If we want free blood, we’ll have to pay for it

May 1, 2018 | 5:00 AM

KAMLOOPS — SHOULD WE BE PAID for giving our blood?

The very thought of it has long been offensive to our Canadian values. Free blood is regarded as a basic human right, and the people who provide that blood shouldn’t make money off it — or so the argument goes.

And that’s basically the premise behind the introduction of a new bill — the Voluntary Blood Donations Act.

Voluntary blood donation is, says Health Minister Adrian Dix, integral to our healthcare system. The legislation aims at preventing the establishment of plasma collection clinics that would pay donors.

There’s already a small industry in Canada in which private for-profit organizations pay people for plasma and sell it on the global market. The legislation will ensure blood and plasma collected in B.C. stay as part of the national supply system run by Canadian Blood Services, says Dix.

Not everybody agrees on the issue of paying for blood and plasma, though. The bill introduced by Dix comes after several years of lobbying by the B.C. Health Coalition, which has pointed out that the 1993 inquiry into the tainted blood scandal recommended against paying for or selling blood products.

Former Health Minister Terry Lake had another view. Lake, when he was the minister, said most of the blood plasma used in Canada comes from U.S. donors who are paid.

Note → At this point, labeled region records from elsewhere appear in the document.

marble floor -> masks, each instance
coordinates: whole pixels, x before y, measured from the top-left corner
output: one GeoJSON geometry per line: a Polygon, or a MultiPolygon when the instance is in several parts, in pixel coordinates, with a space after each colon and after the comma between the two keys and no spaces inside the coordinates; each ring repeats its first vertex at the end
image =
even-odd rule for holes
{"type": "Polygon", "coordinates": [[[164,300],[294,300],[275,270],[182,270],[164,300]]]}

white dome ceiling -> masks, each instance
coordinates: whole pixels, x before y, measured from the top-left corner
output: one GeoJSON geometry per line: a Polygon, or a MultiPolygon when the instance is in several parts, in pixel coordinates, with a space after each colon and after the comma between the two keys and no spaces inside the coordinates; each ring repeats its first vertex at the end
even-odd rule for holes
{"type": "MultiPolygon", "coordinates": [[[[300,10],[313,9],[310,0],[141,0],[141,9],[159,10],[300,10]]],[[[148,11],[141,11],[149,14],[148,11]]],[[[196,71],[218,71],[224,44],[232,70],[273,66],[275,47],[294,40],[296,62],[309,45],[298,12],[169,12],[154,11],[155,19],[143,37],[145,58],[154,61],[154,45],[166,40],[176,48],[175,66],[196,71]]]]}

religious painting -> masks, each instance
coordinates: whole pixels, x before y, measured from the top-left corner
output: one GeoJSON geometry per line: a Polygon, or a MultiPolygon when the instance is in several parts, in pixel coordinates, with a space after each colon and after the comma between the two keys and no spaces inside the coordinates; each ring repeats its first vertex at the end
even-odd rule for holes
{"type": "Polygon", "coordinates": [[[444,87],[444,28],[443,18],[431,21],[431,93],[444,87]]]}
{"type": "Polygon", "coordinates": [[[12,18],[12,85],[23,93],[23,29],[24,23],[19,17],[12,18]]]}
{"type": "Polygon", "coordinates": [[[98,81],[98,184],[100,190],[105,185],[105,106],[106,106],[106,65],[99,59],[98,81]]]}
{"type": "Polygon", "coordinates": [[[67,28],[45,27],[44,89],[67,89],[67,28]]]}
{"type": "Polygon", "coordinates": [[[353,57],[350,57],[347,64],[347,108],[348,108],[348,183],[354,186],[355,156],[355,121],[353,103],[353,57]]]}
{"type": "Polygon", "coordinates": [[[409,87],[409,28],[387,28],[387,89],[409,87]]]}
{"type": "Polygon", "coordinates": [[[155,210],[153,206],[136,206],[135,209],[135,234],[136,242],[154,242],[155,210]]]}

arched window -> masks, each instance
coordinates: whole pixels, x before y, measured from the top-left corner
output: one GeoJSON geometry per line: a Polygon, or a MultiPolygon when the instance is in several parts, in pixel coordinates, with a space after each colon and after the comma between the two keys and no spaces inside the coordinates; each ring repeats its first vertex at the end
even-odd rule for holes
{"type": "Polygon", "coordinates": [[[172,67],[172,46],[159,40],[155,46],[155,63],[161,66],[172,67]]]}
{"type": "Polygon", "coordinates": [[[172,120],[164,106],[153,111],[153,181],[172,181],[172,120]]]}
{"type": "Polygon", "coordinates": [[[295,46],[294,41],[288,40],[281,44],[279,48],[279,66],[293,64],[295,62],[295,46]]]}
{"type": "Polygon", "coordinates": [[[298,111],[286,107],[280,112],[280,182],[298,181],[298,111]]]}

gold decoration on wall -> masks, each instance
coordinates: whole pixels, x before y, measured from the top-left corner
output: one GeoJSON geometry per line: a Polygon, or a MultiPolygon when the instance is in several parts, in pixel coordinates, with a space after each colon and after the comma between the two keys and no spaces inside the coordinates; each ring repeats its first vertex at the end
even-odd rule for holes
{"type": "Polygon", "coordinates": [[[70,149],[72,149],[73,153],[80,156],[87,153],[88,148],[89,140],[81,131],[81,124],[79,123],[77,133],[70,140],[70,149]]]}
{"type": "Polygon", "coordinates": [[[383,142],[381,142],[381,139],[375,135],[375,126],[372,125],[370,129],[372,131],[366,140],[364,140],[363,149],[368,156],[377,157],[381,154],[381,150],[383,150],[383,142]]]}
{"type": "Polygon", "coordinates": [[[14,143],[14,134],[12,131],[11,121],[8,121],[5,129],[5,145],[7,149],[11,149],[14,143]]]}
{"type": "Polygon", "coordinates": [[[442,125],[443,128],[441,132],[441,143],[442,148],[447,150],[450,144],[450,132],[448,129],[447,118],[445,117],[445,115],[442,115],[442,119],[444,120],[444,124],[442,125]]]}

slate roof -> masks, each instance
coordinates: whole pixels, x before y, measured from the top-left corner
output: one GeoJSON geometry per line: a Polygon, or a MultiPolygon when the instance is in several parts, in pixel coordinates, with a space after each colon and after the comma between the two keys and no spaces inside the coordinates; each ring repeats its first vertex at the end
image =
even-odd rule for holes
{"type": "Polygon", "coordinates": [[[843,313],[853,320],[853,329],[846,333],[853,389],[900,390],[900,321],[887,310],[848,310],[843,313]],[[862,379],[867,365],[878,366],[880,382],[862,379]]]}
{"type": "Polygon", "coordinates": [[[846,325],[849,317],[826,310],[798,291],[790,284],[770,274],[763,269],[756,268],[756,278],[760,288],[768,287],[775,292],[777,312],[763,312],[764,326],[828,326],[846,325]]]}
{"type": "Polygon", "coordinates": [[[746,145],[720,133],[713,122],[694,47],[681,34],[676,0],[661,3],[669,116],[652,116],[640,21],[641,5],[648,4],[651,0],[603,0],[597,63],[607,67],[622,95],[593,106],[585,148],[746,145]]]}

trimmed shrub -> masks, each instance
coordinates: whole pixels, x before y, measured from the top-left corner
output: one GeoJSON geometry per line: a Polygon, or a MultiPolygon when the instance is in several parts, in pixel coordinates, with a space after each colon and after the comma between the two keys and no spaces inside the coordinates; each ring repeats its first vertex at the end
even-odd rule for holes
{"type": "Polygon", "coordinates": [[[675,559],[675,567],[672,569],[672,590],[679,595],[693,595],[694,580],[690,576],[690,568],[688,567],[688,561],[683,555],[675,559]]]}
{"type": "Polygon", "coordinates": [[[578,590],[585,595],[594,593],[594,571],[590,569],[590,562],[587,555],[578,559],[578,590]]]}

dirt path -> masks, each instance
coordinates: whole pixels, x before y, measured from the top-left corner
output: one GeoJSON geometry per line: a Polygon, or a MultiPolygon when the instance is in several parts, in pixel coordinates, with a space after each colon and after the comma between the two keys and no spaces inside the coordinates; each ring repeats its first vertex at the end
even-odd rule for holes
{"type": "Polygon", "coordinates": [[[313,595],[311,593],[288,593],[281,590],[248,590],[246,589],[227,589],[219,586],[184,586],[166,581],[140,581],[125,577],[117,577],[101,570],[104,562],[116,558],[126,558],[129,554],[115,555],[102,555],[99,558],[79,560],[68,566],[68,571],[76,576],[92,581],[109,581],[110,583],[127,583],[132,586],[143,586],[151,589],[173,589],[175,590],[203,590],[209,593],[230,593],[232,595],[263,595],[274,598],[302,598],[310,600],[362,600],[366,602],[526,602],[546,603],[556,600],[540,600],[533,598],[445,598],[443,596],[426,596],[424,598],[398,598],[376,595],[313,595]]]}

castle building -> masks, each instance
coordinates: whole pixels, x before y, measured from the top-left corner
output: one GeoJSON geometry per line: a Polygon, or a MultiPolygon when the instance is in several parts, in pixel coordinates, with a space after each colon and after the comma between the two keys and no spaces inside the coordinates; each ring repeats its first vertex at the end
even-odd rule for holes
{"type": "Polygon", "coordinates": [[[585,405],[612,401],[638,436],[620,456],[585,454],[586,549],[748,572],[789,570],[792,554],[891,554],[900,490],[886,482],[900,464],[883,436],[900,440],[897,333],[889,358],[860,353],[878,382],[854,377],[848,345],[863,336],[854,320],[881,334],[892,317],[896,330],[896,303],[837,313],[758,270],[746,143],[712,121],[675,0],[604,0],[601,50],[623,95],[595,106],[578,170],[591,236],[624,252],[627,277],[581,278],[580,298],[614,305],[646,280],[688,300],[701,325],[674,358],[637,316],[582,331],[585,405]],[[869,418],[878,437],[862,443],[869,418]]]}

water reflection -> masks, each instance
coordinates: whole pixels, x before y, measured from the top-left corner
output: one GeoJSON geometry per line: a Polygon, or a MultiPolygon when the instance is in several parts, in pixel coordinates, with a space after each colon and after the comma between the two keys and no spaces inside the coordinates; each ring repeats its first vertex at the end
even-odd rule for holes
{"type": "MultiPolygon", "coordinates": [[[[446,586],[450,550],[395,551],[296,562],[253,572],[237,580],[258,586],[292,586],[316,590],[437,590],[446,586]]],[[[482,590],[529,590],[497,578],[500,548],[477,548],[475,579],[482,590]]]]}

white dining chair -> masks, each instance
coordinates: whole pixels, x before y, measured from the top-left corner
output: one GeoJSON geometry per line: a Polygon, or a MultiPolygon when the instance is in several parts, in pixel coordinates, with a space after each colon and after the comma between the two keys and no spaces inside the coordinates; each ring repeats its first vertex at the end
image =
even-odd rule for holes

The reason is that not enough blood is collected in Canada to meet our own needs. Lake, therefore, was of the opinion that practicality requires another approach.

Personally, I like a system that keeps the blood supply out of free-market economics, but if B.C. wants to protect the not-for-profit model, it has to invest in it.

The argument that profit-oriented clinics would tempt donors away from the voluntary system might have some merit but a greater investment will be needed in the current model to achieve self-sufficiency.

Either we pay for blood collected elsewhere, or we pay more to encourage people to donate here at home.